Las compañías están empezando a percibir esta amenaza. El 60 por ciento de los ejecutivos de todas las geografías que participaron en una encuesta reciente de McKinsey prevén que cerca de la mitad de la fuerza laboral de sus organizaciones deberá ser re-capacitada o reemplazada en los próximos cinco años. Un 28 por ciento adicional de los ejecutivos cree que esa cifra será superior al 50 por ciento de sus planteles, y más de un tercio de los participantes afirmaron que sus organizaciones no están preparadas para enfrentar las futuras brechas en las competencias.1

Las implicancias competitivas son profundas. Las organizaciones que esperan beneficiarse con una transformación digital o una nueva estrategia prometedora no llegarán muy lejos si carecen de los talentos necesarios para hacerlas realidad. Lo que hoy día puede parecer una inoportuna falta de talento, podría convertirse en un déficit competitivo letal en un futuro no tan lejano.

¿Cómo pueden prepararse las organizaciones para lo que está por venir? Para comenzar, es necesario adoptar una perspectiva más expansiva y dinámica de la disponibilidad de talentos, que deje de lado la preocupación habitual por los cargos y los roles tradicionales y en lugar de ello ponga el foco en las habilidades subyacentes de las personas. De hecho, observamos que cuando las compañías comienzan por las competencias – las que necesitan, las que ya poseen y cómo variará ese mix con el paso del tiempo –, es posible estimular las ideas y hallar formas más creativas de suplir los inevitables desfases.

En este artículo les mostraremos cómo están lidiando las organizaciones más adelantadas con estos desafíos, y describiremos maneras en que los CEOs y los altos ejecutivos pueden desencadenar avances tangibles, prácticos y por lo general beneficiosos tanto para el empleador como para el empleado. A menudo, dar el primer paso puede ser tan simple como preguntar: Para nuestras cinco competencias principales, ¿estamos escasos o atiborrados de talentos?

Los cambios son moneda común

Analicemos el caso de un banco europeo cuya posición en el mercado estaba amenazada por nuevos competidores con mayores conocimientos digitales. Los cambios en el escenario competitivo requerían acciones, pero cuando los líderes del banco compararon la respuesta estratégica propuesta con una proyección a tres años del pool de talentos de la institución, notaron un desajuste. El plan parecía adecuado, pero los ejecutivos dudaban de que los empleados pudieran ejecutarlo.

Por ejemplo, en poco tiempo el banco tendría un importante déficit de competencias en su unidad minorista, particularmente entre los gerentes de sucursal, cuyo rol debía mutar e incorporar capacidades como expertise en ventas, foco en el cliente y conocimientos digitales, conforme a la nueva estrategia. Mientras tanto, el grupo de TI del banco se enfrentaba al mismo tiempo a sobrantes y faltantes de talento: las competencias de programación serían insuficientes, mientras que las de infraestructura de TI superarían la demanda. Para complicar las cosas, el banco estaba obligado a observar estrictas regulaciones y restricciones laborales que dificultaban los despidos. Cualquier solución posible requería flexibilidad y pensamiento creativo.

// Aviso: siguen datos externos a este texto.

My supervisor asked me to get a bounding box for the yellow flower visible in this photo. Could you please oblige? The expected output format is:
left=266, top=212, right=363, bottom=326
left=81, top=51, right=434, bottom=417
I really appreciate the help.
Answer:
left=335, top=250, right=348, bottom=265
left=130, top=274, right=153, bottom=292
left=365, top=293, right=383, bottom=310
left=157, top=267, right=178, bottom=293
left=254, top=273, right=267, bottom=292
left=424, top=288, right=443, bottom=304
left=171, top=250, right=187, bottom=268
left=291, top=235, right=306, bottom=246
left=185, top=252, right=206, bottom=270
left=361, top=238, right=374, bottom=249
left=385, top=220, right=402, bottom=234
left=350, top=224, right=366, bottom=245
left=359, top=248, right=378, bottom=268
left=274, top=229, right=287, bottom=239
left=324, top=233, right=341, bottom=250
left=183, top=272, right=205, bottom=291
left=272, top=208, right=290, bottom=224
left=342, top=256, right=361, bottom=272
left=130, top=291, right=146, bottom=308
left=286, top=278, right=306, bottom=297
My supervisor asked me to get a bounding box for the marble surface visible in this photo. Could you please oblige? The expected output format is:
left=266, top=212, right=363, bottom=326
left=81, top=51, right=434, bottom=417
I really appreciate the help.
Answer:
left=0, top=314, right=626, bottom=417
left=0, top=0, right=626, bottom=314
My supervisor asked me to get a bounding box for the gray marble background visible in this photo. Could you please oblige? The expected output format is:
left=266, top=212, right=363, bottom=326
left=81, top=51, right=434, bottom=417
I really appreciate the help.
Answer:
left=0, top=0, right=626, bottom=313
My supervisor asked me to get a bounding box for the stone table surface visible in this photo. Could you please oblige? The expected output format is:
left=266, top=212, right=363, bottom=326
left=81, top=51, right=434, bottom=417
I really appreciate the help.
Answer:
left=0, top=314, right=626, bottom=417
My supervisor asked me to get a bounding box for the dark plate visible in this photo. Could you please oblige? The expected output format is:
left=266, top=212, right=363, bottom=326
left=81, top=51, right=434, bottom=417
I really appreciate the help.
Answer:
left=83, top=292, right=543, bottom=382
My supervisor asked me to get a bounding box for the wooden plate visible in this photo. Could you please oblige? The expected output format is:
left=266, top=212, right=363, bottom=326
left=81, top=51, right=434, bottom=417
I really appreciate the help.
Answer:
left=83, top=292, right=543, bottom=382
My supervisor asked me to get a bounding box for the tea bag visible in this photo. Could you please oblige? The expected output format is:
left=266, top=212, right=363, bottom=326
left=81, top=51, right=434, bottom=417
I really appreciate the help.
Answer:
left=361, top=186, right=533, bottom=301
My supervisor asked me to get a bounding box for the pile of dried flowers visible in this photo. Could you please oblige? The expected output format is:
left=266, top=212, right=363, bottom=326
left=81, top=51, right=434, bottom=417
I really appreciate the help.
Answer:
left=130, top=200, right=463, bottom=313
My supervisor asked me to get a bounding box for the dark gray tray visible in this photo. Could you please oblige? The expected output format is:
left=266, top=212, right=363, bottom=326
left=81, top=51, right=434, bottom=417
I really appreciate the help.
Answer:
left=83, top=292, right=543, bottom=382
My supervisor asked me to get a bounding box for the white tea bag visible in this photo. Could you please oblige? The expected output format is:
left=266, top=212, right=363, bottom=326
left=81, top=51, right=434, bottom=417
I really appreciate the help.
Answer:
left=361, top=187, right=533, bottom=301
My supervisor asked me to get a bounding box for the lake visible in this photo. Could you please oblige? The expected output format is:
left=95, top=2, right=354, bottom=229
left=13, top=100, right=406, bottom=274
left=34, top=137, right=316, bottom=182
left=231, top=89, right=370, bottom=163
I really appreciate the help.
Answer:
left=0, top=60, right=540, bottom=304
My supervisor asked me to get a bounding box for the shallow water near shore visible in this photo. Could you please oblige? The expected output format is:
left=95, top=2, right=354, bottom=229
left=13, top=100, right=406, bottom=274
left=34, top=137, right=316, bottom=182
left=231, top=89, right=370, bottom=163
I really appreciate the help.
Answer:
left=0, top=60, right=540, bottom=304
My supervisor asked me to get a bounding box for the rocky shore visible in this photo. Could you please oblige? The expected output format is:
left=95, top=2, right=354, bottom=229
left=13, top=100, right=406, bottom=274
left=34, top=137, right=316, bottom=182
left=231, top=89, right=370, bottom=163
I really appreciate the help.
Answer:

Para responder a ese desbalance, el banco diseñó una serie de intervenciones. Entre otras acciones, el banco está desplegando programas de capacitación para preparar a sus oficiales de banca minorista para los componentes de su trabajo susceptibles a cambios; en toda la organización, programas de reconversión y actualización (incluidos nuevos conocimientos digitales y analíticos) ayudan a los empleados a hallar nuevos roles en la compañía. Otros empleados recibieron ofertas de puestos a tiempo parcial, una opción más atractiva para quienes se acercan al retiro.2

Por último, para algunos empleados, el banco está explorando alternativas de transferencia a organizaciones sin ánimo de lucro, donde ambas organizaciones se hacen cargo de una parte del salario del empleado. En principio, esto beneficia a todas las partes: la organización sin fines de lucro (que recibe un recurso talentoso por menos dinero), los empleados (que llevan a cabo tareas de gran relevancia aplicando conocimientos muy demandados), e incluso el banco (que paga menos por capacidades que posee en demasía y al mismo tiempo mejora su visibilidad en la comunidad).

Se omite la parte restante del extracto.